Griffin had several trainers in Southern California, including Ron McAnally, Eduardo Inda, and Mike Mitchell, before hooking up with Doug O'Neill, who trains Cee's Irish, Skipaslew, and Stevie Wonderboy.

"I saw him on an interview," Griffin said. "I said, 'I like that guy.' He loves horses, he seemed kind to them - that's my kind of trainer. Ever since I've been with Doug it's been uphill."

Griffin estimates that since 2004, he has been to the winner's circle 18 times.

Griffin is an involved owner who likes to have conference calls with his assistant, Ronnie Ward, farm manager Don Rhodes, and O'Neill. He was very involved in the decision not to give Stevie Wonderboy another race in between the Sept. 7 Del Mar Futurity and the Breeders' Cup.

"He didn't need another race," Griffin said. "We realize we might set a record with 52 days off between races, but he seems to like that track from his workout."

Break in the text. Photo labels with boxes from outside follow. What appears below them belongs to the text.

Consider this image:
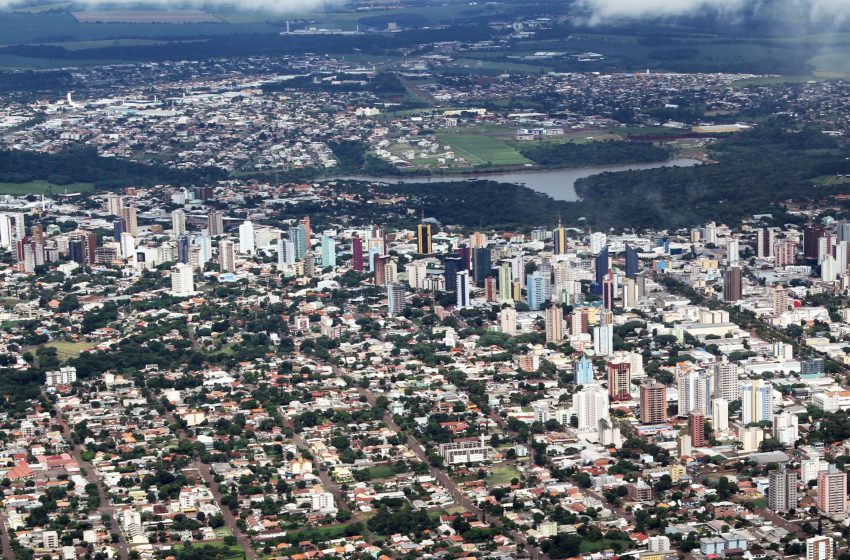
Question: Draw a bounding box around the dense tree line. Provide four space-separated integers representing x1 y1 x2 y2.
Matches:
519 141 670 167
0 147 225 189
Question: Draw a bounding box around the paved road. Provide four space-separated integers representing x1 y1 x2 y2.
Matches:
0 515 15 560
165 406 258 560
52 408 130 560
352 384 549 560
286 420 351 511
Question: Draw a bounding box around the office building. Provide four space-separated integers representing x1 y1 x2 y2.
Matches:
640 379 667 424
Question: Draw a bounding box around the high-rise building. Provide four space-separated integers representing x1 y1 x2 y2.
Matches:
588 231 608 255
608 361 632 401
806 535 835 560
723 266 744 302
626 243 640 279
803 226 826 262
770 286 788 317
373 255 391 286
416 224 434 255
543 305 564 343
218 239 236 272
322 231 336 268
741 379 773 426
351 233 363 272
171 208 186 236
773 411 799 447
298 216 313 248
711 397 729 432
774 240 797 268
726 237 741 266
121 206 139 237
499 307 517 336
817 465 847 517
756 228 776 259
573 384 609 432
472 247 493 286
767 466 797 513
387 282 407 317
455 270 472 309
207 210 224 237
526 270 549 311
443 257 466 292
277 237 297 268
499 261 514 303
593 245 611 295
177 235 189 264
640 379 667 424
171 263 195 297
714 356 741 402
239 220 257 255
602 270 614 311
688 410 705 447
290 224 308 260
552 220 567 255
592 322 614 356
484 276 498 303
575 356 593 385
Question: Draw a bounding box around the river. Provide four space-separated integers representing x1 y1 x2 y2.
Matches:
333 158 701 201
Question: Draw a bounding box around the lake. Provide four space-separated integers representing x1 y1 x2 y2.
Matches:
334 158 701 200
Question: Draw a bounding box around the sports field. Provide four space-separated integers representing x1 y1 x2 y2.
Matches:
437 132 531 167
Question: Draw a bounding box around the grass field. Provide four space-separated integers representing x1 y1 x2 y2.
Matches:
28 340 95 361
437 132 531 166
487 464 522 486
0 181 94 195
579 539 632 554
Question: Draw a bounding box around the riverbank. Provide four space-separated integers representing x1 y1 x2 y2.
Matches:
324 158 701 202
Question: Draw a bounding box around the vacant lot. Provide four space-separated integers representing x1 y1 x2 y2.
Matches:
437 132 531 166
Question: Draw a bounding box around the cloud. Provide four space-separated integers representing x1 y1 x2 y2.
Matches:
580 0 850 23
0 0 342 14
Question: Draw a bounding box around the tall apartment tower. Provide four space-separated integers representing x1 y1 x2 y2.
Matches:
640 379 667 424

"It's a great experience to be on his team," said O'Neill, whose brother Dennis picked out Stevie Wonderboy at the Fasig-Tipton 2-year-olds in training sales in February. "He's a very involved owner; he very much enjoys the whole process of strategizing. My brother had eight or 10 horses he liked, he talked to Merv, and they narrowed it down to four or five, and [Stevie Wonderboy] happened to be one of the ones they bought."

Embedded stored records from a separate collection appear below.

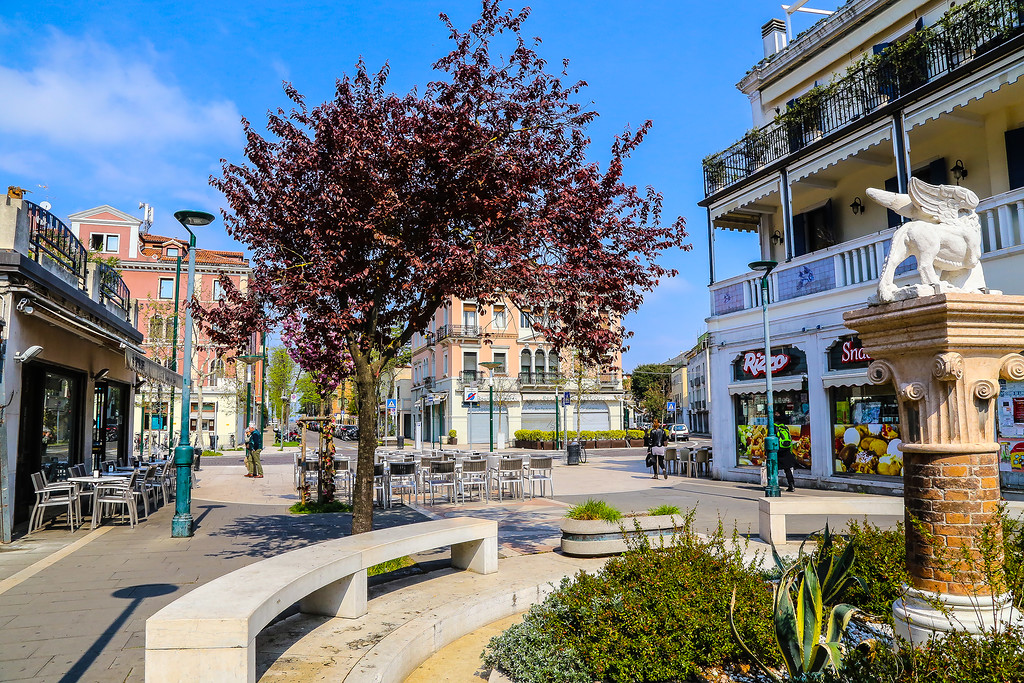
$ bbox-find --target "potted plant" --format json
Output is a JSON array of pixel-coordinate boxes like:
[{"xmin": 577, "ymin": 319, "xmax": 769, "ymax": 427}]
[{"xmin": 561, "ymin": 499, "xmax": 684, "ymax": 557}]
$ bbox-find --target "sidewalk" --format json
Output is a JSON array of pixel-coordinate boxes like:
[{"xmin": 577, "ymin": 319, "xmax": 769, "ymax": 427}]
[{"xmin": 0, "ymin": 444, "xmax": 897, "ymax": 683}]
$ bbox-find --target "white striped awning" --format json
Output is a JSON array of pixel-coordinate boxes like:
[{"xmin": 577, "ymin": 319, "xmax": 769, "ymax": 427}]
[
  {"xmin": 729, "ymin": 377, "xmax": 804, "ymax": 396},
  {"xmin": 821, "ymin": 368, "xmax": 871, "ymax": 389}
]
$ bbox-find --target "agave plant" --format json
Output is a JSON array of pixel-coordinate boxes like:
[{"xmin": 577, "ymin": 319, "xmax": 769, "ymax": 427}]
[{"xmin": 729, "ymin": 525, "xmax": 863, "ymax": 683}]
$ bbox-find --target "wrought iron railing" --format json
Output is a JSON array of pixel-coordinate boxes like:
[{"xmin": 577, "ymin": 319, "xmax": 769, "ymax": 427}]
[
  {"xmin": 96, "ymin": 263, "xmax": 131, "ymax": 312},
  {"xmin": 436, "ymin": 325, "xmax": 480, "ymax": 341},
  {"xmin": 519, "ymin": 372, "xmax": 564, "ymax": 386},
  {"xmin": 703, "ymin": 0, "xmax": 1024, "ymax": 197},
  {"xmin": 22, "ymin": 200, "xmax": 89, "ymax": 287}
]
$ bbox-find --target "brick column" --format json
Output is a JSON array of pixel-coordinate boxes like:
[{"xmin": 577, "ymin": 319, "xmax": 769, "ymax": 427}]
[{"xmin": 845, "ymin": 293, "xmax": 1024, "ymax": 642}]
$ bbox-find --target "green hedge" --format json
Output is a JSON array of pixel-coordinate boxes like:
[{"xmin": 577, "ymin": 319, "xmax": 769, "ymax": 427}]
[{"xmin": 515, "ymin": 429, "xmax": 643, "ymax": 441}]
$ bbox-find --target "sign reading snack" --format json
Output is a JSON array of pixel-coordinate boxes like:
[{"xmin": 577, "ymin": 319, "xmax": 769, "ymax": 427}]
[{"xmin": 828, "ymin": 337, "xmax": 873, "ymax": 370}]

Stevie Wonderboy was beaten in his first starts, but then won his maiden at Del Mar by four lengths and the Grade 2 Del Mar Futurity by five lengths. Griffin was home sick the day Stevie Wonderboy won the Del Mar Futurity, but he perked up in a hurry when the colt rallied six wide in the stretch and drew off for the win.

"It was amazing," Griffin said. "I thought when the race was over, 'I got another Secretariat.' He likes to hang around the outside bend, then all of a sudden there's the stretch and there he goes."

Griffin named Stevie Wonderboy for the Grammy Award-winning singer Stevie Wonder, who appeared on Griffin's talk show when he was 17 years old.

"I always remember Stevie singing on my show, and I've always been a great fan of his," Griffin said. "He's been very quiet for a while, and at the same time as Stevie Wonderboy comes along he's got another album coming out and it's getting great press."

As much as Griffin thinks about winning Saturday's Breeders' Cup Juvenile, he can't help but dream ahead to next spring and the Kentucky Derby.

"This is the dream," Griffin said. "The next dream is May 6. We're going to break that Juvenile hex."